Who’s interested in such thankless tasks as carrying out genuine police reform, doing something meaningful about the criminal justice system, setting up forensic labs, creating databases relating to terrorist incidents, improving coordination, say, between the Frontier Corps and the police forces, etc? These are boring subjects and our rulers are just not into them. Offshore accounts, London properties and other business ventures are more interesting. They are certainly more fun.

The Panama leaks made more of a splash than Justice Isa’s report. If nothing has come of the leaks and no heads have rolled, or are likely to roll, of what account negligence, dereliction of responsibility and incompetence? In the procedure code of Pakistani politics and governance these do not count as major sins.

Indeed, the one and only commandment applicable to the Pakistani scene is the eleventh: Thou shalt not be caught. Even this is now subject to amendment because in the Panama leaks the good and the great have been caught, or at least exposed, but those so caught are not even embarrassed. As for judicial commissions, they come and go and their reports for the most part are eminently forgettable. This report is different. A lot of effort seems to have gone into it and Justice Isa has cut things up with a very sharp scalpel.

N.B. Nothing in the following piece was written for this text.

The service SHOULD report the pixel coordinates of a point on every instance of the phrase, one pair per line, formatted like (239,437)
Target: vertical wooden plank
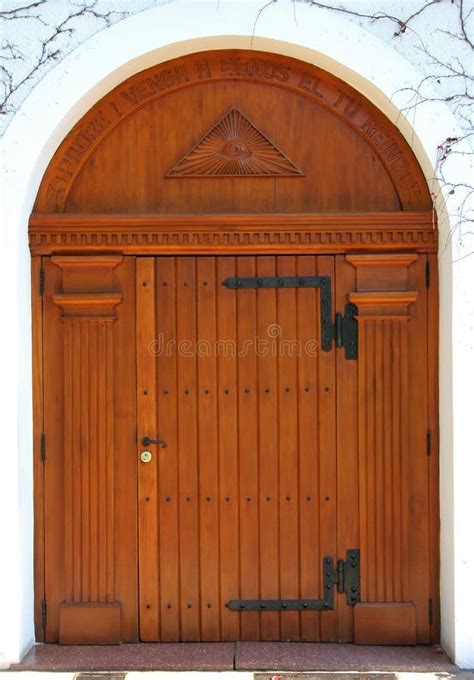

But Nisar has been around for a long time and he is no tender chicken. Far from being embarrassed or intimidated he has gone on the offensive, vowing at a press conference which he was quick to hold at his favourite venue, Punjab House, to challenge the “one-sided” report as he has termed it at every forum, including parliament and the Supreme Court.

The present lot has been in politics for a long time. It will take more than something like the Panama leaks or a commission report to cause them sleepless nights.

This much the commission report makes clear about the terrorist threat Pakistan faces. It will remain the military’s baby with the civilians going about their standard routine and making the usual noises. If the army is deployed in Fata and elsewhere and no graveyard in any village of District Chakwal, as I have had cause to point out before, is without its share of shaheed graves, so what? It’s the army’s job to man the trenches, they will say. That’s what it is paid for. And business will go on as usual, scandals will emerge and then disappear without leaving much of a trace and the interior minister, we can be pretty sure, will be his usual daring self at more of his trademark press conferences.